Il est des fins de journées qui marques et celle-ci devait en faire partie, sans aucun doute! Je me dépêchais de retrouver mon chez moi car il ne faisait pas chaud du tout quand, au coin de ma rue, je croisais un jeune homme au regard d'un vert très clair: un regard pénétrant et à la chevelure brune. Il était grand et avait un corps qui en disait long sur sa musculature. Je me suis sentie toute émue devant cette virilité que je devinais à peine sous son pardessus de loden beige. Je le connais cet homme? Me dis-je. Il habite trois pâtés de maisons plus loin que la mienne. Je balbutiais un "bonjour", n'attendant rien en retour. M'avait-il seulement entendu?...
Par un soir de janvier, quelques semaines après, hasard ou destinée? Juste au coin de la rue, nous nous retrouvons nez à nez. Ne sachant que nous dire. Nous nous mettons à rire. Je me sens gênée. Il se perd en mots confus. Et pour couronner le tout, il me marche sur les pieds. S'en suivit un petit: "Aïe"! Il s'empresse de s'excuser et profite de l'instant pour mieux sympathiser, il me propose un café que j' n'ose refuser tant le jeune homme me plaît. Mon orteil me fait bien un peu souffrir; mais il fait tout pour m'aider à traverser la rue jusqu'au café de la place. Désolé par l'incident, il s'empresse auprès de moi et commande deux cafés bien serrés. La barrière est tombée. Nous avons fait connaissance de bien étrange façon. Il ne me lâche pas du regard et ses yeux plongés dans les miens, il sourit je me sens attirées par lui. Mon coeur bat la chamade. Mon instinct de femme me dit que cette émotion est partagée. Ne plus être que deux. Mon souhait vient de s'exaucer: la sale se désemplit tout à coup. Le temps s'est arrêté. Il faudrait s'en aller car la nuit est tombée. Malgré le froid glacial, nous sommes sortis. Émerveillée par ce qui m'arrivait, je jouait les indifférentes quand il me prit d nouveau la main. Je sentais sa chaleur m'envahir, pourtant je tremblais de froid et d'émoi. Il s'en aperçu et me recouvrit les épaules de son imperméable. Nous avons fait un bout de chemin sans parler: les mots n'étaient pas utiles. Nous arrivament au portail de mon jardin. Nous dire "à bientôt" était au dessus de nos forces. Nos coeurs, chavirés par le courant qui passait entre nous, s'emballaient. Ma tête contre sa poitrine percevait les battements accélérés de son coeurs. C'est trop tôt! L'imagination nous emportait et nos corps désiraient aller plus loin...

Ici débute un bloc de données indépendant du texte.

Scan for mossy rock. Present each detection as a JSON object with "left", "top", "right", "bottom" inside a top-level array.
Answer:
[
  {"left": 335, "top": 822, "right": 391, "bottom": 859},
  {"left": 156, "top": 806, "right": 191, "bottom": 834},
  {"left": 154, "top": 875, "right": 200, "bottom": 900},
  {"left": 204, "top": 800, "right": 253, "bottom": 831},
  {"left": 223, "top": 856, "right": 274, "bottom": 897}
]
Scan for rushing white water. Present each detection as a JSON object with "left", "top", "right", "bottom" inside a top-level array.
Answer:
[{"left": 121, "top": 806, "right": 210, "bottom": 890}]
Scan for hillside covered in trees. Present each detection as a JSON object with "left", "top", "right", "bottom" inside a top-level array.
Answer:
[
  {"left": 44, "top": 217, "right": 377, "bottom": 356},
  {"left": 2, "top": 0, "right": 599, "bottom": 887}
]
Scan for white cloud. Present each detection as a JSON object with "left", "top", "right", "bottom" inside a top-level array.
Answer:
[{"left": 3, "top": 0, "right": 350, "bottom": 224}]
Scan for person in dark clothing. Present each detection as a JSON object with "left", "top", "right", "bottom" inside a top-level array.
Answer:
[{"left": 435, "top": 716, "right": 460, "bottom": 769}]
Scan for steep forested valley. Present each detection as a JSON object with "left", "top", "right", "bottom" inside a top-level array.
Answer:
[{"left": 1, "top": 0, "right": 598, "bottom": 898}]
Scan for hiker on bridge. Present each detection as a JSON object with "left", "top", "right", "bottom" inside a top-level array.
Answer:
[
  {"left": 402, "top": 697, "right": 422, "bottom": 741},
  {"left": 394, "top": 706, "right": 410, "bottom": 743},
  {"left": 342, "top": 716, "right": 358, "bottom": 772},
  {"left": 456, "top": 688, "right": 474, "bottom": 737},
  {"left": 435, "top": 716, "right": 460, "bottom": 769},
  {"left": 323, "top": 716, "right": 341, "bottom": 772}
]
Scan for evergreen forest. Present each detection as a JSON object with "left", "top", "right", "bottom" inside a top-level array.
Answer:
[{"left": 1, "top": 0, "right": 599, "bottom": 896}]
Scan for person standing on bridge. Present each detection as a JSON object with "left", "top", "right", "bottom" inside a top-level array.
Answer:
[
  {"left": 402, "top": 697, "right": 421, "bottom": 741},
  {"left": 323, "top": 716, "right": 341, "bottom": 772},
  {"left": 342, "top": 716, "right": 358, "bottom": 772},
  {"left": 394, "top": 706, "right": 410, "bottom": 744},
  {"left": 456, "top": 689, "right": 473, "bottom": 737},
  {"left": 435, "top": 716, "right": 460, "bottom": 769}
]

N'osant plus faire un geste de peur de nous trahir, on se dit "à demain". Il nous faut résister. Faire taire nos désirs. D’un commun accord, nous nous éloignons l'un de l'autre à regret. Il dépose un baiser sur ma joue enflammée puis, s'en va d'un pas lent et tranquille. Il va se retourner. Je le sais! Je le sens. Toujours plantée devant la grille de mon jardin, impatiente, j'espère. Ô! Mon coeur va lâcher! Il se retourne et me fais signe de la main. Son geste m'invite à répondre au sien. Je suis sur un nuage. Je referme la porte tout à ma rêverie; mais j'aurais bien aimé qu'il ne parte pas...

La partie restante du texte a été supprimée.